By Colorado Review Associate Editor Zach Yanowitz
I’m a poet. I’m in graduate school for poetry. As a result, that’s largely what I write and read. Sure, I’ve been obsessively keeping up with the news for the last few months and I read my fair share of comic books, but part of me sort of thought that these three years in the MFA would mean a line drawn in the sand: fiction writers over there with the novels and the book sales, poets over here with the verse and the ennui. Not so, this semester. I’m currently taking a graduate course in contemporary fiction in which we’re reading a new novel every single week. As it turns out, I may be into fiction?
So far this semester I have read Almanac of the Dead by Leslie Marmon Silko, a sprawling apocalyptic tale of gunrunners and anti-colonial revolutionaries. I read Personal Days by Ed Park, which is like if Don DeLillo had written the TV show The Office. I read Jennifer Egan’s A Visit from the Goon Squad, a collection of linked short stories about punk music, nostalgia, and growing up. I read The People of Paper by Salvador Plascencia, a deeply original novel which uses the tropes of magical realism to rebel against its own narrative. I read Long Division by Kiese Laymon, a story of teenagers in Mississippi that’s as much about race and time travel as it is hip-hop and adolescence. Right now I’m in the middle of Ruth Ozeki’s A Tale for the Time Being, which melds Japanese cultural identity and isolation with the ethics of writing and suicide. Later this semester we’ll read Colson Whitehead’s The Underground Railroad, Chimamanda Ngozi Adichie’s Americanah, and Xu Bing’s Book from the Ground. Needless to say it’s been a busy few months.

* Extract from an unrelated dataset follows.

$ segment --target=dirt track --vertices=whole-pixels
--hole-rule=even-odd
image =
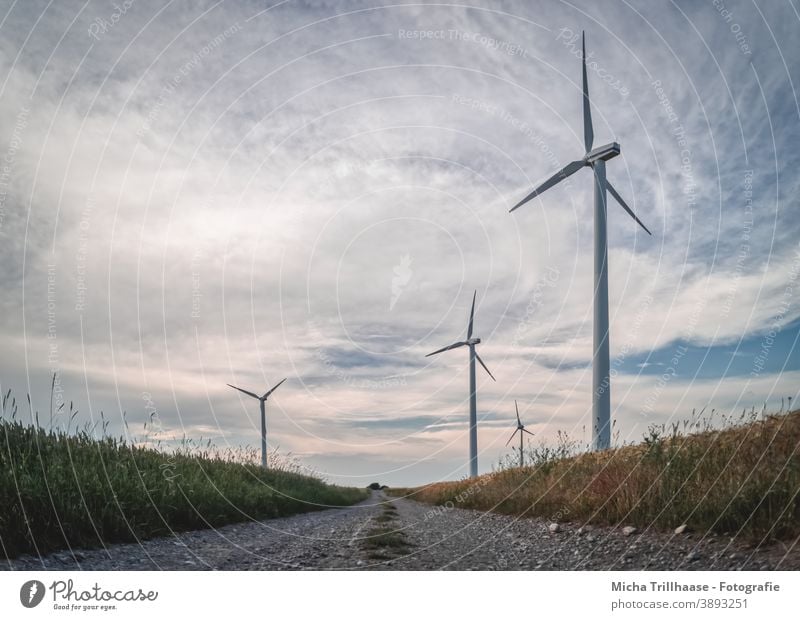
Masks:
[[[395,509],[387,510],[387,503]],[[387,516],[388,515],[388,516]],[[389,532],[375,544],[376,528]],[[442,509],[381,493],[350,508],[176,534],[140,544],[22,557],[12,570],[798,570],[792,544],[581,530]],[[384,540],[385,539],[385,540]],[[385,544],[384,544],[385,543]]]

Where poetry crystallizes and abstracts, fiction expands and elucidates. This may be nothing new for many of our readers, but I came into this semester having read perhaps one novel in the last three or four years. I’m not averse to fiction in general, but my academic and creative leanings have gone in the other direction as I became more serious about writing. I’ve also noticed a shift in my poetry since I’ve been totally consumed by prose. I’m paying more attention to the larger structure of projects, to narrative cohesion. I’m thinking in more concrete ways about setting, about what can be achieved with visceral images instead of clever abstractions. I’m pushing toward a more authentic vernacular and—dare I say it—actual dialogue.

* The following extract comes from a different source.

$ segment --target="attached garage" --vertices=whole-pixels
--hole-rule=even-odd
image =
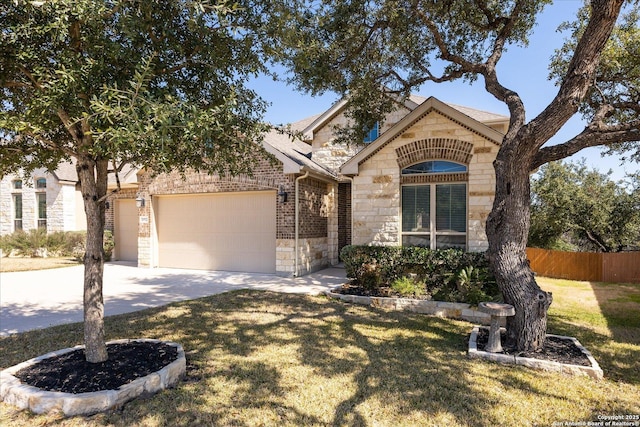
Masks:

This isn’t to say that I have any interest in becoming a fiction writer. Honestly, I don’t think I have the patience for it but it’s been interesting to see the tangible effects that exclusively reading novels has had on my poetry. I realize that “being a well-rounded reader” isn’t a shocking concept, but I arrived at it in my own time. Now if only we could get fiction writers to read contemporary poetry, like the lovely poems in our newest issue.